Brian Roe, Ohio State University agricultural economist, says the combined input into a marketing plan or other farm management decisions can be stressful, but can often pay off in the long run.

“There is a line of research that shows that on average, women tend to be more conservative decision-makers,” says Roe. “Specifically, when they formulate probabilities, they tend to underweight the probability of something that is nearly certain to happen.

“If something potentially negative is on the horizon, women tend to be more conservative. Men tend to be more overconfident,” Roe says.

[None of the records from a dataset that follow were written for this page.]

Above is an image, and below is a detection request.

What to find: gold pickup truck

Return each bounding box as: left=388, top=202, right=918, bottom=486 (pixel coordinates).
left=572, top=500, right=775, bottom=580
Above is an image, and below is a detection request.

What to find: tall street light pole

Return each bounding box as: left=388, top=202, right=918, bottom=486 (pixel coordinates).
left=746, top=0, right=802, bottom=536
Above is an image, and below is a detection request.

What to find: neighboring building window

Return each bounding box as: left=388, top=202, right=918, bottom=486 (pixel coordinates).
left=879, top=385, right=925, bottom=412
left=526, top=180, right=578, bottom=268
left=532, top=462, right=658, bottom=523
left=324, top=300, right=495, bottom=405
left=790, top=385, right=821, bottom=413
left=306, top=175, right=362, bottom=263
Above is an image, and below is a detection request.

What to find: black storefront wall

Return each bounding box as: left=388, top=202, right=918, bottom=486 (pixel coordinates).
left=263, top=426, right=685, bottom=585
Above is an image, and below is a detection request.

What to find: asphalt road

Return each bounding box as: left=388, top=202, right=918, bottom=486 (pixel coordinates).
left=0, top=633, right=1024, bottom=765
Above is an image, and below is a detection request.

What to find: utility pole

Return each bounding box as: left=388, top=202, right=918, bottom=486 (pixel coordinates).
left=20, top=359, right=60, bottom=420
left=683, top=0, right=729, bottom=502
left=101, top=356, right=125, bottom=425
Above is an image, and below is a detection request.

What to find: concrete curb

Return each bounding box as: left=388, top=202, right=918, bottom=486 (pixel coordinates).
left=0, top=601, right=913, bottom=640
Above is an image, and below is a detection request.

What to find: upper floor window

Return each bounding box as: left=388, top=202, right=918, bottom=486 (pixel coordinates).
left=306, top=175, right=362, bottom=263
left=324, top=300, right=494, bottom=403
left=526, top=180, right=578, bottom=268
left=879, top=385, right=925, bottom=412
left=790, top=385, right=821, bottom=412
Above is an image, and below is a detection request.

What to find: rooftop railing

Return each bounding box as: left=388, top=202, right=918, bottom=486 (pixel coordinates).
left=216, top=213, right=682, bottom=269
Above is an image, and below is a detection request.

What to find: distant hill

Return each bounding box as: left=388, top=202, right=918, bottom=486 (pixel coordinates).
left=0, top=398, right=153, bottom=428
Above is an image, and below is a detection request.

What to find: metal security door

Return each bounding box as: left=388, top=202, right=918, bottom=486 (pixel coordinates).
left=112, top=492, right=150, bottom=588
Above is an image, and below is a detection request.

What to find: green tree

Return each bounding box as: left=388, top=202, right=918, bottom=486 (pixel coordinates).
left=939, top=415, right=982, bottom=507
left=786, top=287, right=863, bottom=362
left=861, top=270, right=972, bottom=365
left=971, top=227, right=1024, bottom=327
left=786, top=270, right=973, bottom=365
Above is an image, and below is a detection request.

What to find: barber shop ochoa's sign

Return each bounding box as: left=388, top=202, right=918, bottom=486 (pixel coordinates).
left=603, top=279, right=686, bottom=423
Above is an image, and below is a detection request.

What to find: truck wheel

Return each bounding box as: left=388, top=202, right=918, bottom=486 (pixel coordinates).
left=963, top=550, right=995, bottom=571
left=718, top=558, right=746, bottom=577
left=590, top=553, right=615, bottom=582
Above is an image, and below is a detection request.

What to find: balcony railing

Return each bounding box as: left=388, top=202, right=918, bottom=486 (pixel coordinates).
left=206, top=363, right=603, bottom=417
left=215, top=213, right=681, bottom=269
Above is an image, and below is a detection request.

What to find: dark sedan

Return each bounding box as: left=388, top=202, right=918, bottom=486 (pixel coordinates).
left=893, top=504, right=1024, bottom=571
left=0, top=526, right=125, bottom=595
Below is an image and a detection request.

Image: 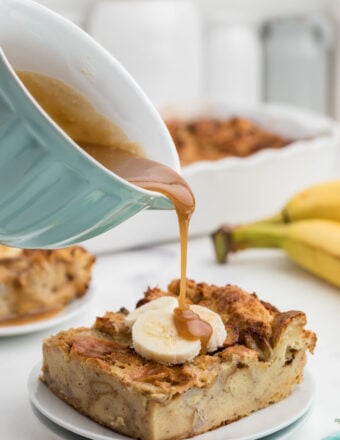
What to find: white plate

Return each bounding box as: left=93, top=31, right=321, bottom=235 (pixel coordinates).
left=0, top=287, right=94, bottom=337
left=28, top=363, right=315, bottom=440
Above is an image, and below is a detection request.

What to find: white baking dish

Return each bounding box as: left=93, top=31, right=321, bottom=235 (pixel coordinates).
left=84, top=104, right=340, bottom=253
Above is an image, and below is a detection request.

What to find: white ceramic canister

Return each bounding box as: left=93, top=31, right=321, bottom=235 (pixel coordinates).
left=206, top=11, right=262, bottom=105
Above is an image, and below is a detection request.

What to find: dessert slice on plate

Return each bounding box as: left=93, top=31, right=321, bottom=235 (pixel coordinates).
left=0, top=245, right=94, bottom=325
left=41, top=281, right=316, bottom=440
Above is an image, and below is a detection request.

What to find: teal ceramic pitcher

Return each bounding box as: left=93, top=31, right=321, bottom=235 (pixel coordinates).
left=0, top=0, right=179, bottom=248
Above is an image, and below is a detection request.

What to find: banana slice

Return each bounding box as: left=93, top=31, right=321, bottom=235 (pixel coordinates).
left=125, top=296, right=178, bottom=326
left=190, top=305, right=227, bottom=352
left=132, top=308, right=201, bottom=365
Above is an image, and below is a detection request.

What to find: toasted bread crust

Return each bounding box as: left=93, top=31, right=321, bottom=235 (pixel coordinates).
left=42, top=280, right=316, bottom=440
left=0, top=246, right=94, bottom=322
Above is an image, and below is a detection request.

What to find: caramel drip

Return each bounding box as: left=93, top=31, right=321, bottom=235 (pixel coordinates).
left=18, top=72, right=212, bottom=352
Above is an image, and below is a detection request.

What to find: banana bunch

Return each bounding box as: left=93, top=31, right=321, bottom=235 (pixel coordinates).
left=212, top=180, right=340, bottom=287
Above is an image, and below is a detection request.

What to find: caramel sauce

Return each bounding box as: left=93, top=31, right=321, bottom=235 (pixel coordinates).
left=18, top=72, right=212, bottom=352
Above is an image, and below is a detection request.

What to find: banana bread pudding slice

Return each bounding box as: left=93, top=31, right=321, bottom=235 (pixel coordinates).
left=0, top=246, right=94, bottom=324
left=41, top=280, right=316, bottom=440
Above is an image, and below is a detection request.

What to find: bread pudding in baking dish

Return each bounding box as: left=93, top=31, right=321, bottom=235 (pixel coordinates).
left=0, top=245, right=94, bottom=325
left=41, top=280, right=316, bottom=440
left=166, top=116, right=293, bottom=166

He adds that with the high corn and soybean price run-up seen during the spring and summer, women marketers likely were more apt to have made grain sales than men.

“Again, women, on average, might have been more conservative and made more sales when prices reached high points,” says Roe. “Men might have waited longer because they saw even stronger markets.

“It's best to have inputs from both ends. Of course, having both parties look at a plan might be more difficult and stressful to manage, but it might help balance out the decision-making perspective,” he says.

ANDERSON SAYS WORKING simply to generate a profit should be considered by all farmers. “Growers need to establish some mechanical marketing strategies and not try to determine when the market is going to go up or down,” he says. “You need to know your cost of production and what your cash requirements will be.

“Women are more willing to accept the fact that you can't predict prices. They are more concerned about locking in a profit than missing higher prices,” Anderson says.

MarketMaxx enables growers and others to test and upgrade their corn and soybean marketing skills. Each player receives a simulated 100,000 bu. of corn and 50,000 bu. of soybeans to trade.

Chicago Board of Trade corn and soybean futures and options are used by players, as are cash sales and cash forward contracts. There is also old-crop and new-crop trading.

“If you're a producer, you're always ‘in the market,’” says Dale. “Playing MarketMaxx is a good way to learn how futures and options work without being out any money.”

As husband and wife marketers, “MarketMaxx helps compare our trades,” adds Janice. “You have someone with an opinion on your trading thoughts.”